Dans une librairie de Nouméa, trois auteurs calédoniens débattent, le deuxième samedi de chaque. Les derniers échanges avec le public ont porté, récemment, sur l'état de littérature calédonienne. Le premier constat est évident, il n'est pas simple de faire exister les ouvrages locaux.

"C'est un petit peu le parcours du combattant. Soit on trouve des comptes d'auteur, où nous sommes obligés de mettre la main au portefeuille, soit on trouve des comptes d'éditeur, où nous sommes obligés d'acheter des livres mais nous sommes un peu épaulés pour tout le reste. Mais ensuite, tout ce qui est commercialisation et promotion, c'est à l'auteur de faire ce cheminement et c'est dur", explique Fabienne Chéné, autrice. 

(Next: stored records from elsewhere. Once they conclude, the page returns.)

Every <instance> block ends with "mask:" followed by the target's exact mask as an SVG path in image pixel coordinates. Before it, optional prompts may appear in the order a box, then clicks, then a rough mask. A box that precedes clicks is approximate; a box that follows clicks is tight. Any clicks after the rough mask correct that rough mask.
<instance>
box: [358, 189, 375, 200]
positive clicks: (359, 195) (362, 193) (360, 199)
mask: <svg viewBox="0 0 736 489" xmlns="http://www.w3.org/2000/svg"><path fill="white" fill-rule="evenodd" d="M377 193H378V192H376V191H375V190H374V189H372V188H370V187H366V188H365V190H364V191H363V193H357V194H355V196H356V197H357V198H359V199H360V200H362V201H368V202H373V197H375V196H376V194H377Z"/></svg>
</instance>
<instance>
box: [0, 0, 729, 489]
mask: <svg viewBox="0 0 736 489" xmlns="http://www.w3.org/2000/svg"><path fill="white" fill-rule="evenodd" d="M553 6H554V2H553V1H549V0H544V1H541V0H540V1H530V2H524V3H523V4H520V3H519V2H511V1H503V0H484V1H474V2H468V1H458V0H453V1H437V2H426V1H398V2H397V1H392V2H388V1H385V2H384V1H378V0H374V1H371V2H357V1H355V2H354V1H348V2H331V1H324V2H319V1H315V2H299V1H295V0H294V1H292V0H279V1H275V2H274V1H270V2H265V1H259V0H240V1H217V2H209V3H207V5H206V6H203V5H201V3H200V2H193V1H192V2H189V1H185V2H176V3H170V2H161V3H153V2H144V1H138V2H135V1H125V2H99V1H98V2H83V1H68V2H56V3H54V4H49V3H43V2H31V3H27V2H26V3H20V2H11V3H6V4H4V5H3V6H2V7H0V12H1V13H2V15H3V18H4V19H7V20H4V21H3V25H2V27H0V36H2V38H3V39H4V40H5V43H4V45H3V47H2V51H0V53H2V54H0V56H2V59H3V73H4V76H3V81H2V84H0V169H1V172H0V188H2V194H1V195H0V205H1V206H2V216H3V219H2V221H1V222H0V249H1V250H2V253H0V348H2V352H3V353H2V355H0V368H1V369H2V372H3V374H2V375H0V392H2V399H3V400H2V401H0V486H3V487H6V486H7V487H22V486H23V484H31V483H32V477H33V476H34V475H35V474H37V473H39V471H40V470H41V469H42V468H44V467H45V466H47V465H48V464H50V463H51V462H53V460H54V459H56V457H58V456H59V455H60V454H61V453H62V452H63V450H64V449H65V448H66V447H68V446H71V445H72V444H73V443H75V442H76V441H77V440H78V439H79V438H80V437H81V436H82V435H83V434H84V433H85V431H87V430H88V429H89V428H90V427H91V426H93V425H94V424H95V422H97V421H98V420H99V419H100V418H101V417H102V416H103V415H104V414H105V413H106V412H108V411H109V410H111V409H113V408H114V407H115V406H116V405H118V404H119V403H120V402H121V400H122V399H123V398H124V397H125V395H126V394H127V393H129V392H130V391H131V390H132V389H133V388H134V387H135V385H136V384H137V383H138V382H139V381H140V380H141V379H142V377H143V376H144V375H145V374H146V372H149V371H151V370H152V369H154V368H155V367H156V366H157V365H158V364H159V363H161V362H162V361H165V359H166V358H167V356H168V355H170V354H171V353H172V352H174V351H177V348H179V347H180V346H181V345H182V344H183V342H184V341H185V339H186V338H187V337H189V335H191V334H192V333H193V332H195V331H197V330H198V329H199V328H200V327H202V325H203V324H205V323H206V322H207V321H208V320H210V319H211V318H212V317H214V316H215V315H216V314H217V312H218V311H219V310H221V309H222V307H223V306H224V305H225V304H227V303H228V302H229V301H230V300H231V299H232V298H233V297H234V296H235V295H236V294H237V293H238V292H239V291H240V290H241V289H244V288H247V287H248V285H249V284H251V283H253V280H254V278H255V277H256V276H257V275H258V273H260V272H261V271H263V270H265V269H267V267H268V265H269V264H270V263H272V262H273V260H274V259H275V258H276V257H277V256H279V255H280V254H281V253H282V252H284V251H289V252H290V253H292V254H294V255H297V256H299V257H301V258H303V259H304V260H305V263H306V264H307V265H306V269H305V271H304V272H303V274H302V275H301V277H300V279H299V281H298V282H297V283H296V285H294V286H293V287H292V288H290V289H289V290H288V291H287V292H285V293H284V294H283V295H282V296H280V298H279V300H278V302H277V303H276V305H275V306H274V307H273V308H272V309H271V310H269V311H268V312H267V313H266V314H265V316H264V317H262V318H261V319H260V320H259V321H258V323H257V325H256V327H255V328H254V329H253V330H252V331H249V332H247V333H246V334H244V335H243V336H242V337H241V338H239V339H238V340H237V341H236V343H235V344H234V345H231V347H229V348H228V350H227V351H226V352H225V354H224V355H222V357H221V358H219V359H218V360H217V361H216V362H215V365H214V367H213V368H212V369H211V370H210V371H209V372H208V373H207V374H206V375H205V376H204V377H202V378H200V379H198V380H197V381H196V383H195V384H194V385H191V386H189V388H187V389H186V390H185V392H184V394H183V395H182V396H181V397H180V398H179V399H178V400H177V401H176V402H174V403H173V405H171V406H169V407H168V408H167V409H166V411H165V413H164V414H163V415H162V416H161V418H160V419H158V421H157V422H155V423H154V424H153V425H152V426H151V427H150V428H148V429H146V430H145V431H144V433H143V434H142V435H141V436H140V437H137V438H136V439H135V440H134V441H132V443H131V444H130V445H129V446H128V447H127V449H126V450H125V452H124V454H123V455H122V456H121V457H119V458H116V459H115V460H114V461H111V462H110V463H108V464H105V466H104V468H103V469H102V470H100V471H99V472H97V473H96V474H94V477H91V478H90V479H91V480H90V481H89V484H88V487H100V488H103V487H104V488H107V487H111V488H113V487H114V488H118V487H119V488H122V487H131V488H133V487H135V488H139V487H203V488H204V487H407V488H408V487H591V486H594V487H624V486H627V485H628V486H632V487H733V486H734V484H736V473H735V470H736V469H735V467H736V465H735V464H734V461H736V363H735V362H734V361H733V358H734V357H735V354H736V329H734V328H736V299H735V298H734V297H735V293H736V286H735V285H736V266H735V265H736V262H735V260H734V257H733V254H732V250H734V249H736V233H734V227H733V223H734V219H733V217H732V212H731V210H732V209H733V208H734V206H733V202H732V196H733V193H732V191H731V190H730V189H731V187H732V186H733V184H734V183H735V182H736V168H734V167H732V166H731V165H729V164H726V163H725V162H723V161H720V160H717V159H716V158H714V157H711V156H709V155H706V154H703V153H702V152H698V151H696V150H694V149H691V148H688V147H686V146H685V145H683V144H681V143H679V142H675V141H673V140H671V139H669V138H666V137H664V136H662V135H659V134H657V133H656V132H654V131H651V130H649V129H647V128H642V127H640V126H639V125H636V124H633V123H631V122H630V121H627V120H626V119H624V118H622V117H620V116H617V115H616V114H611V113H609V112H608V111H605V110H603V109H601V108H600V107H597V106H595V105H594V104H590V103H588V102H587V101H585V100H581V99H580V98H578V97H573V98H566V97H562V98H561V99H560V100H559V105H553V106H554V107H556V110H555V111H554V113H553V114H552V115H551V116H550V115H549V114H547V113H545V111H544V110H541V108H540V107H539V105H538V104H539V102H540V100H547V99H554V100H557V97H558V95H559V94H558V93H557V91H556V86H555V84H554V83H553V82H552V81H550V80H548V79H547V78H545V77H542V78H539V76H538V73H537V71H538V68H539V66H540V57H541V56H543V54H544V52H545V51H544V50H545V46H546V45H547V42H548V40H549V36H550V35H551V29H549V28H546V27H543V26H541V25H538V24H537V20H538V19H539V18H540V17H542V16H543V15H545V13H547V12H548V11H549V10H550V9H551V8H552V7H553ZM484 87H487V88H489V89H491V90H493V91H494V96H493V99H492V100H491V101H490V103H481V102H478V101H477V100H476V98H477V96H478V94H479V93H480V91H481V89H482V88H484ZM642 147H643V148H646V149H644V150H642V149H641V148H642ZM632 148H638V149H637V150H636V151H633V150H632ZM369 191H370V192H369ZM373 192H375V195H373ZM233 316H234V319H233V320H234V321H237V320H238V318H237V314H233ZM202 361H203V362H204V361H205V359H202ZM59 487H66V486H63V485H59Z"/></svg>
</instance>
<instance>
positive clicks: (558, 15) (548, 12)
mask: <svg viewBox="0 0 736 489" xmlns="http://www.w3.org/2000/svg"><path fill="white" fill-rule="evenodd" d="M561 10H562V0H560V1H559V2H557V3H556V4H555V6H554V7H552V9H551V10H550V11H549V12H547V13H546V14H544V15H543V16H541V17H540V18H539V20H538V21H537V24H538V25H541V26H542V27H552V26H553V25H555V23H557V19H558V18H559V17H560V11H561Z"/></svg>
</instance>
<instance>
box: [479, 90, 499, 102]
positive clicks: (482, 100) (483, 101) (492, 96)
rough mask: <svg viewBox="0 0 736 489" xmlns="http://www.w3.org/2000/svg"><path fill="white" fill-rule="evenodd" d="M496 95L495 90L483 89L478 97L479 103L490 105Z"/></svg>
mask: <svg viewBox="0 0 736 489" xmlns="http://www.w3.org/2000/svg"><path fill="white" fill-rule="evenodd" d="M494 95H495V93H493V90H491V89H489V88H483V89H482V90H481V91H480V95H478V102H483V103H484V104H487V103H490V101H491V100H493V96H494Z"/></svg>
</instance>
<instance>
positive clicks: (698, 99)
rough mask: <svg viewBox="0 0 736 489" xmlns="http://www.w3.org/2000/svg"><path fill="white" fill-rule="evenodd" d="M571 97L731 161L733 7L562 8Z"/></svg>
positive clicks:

D'ailleurs, dans la librairie en question, la plupart des clients qui fréquentent la librairie, durant le débat, ne connaissent pas les écrivains du Caillou. "Il n'y a pas assez de publicité. On n'en parle pas souvent. Je ne vois pas d'informations sur la littérature calédonienne", estime Steve Maridas, un lecteur.

Renforcer la présence des maisons d'édition sur le Caillou

Au milieu de milliers d'ouvrages, en provenance du monde entier, quelques productions locales sont regroupées et leur public existe. "Je recherche tous les livres sur la culture kanak et tout ce que l'on a pu écrire sur nos vieux. C'est mon origine et j'aimerai trouver un peu mes repères. En tant que jeune de la société calédonienne, nous ne les avons pas forcément. Grâce aux livres, nous pouvons nous aider", témoigne Darren Bouillant, un auteur lecteur.

Les écrivains avancent une solution : renforcer la présence des maisons d'édition en Nouvelle-Calédonie. "Il n'y en a pas et c'est pour cela qu'il y a beaucoup d'auteurs et d'autrices qui pensent avoir, et dès fois à raison, un bon texte et qui l'autoédite. Mais tant qu'il n'y a pas un travail réécriture pour retravailler un texte, fatalement cela ne va pas être une vraie édition", complète l'auteur Roland Rossero.

Les auteurs estiment également qu'il serait positif de faciliter l'utilisation de leurs romans, essais et recueils de poésie dans les écoles de Nouvelle-Calédonie. La Maison du livre, dont la mission est justement d'accompagner la filière du livre : auteurs, éditeurs, librairies et bibliothèques est, par ailleurs, en difficultés. Elle est à recherche d'un nouveau local et doit composer avec des subventions réduites.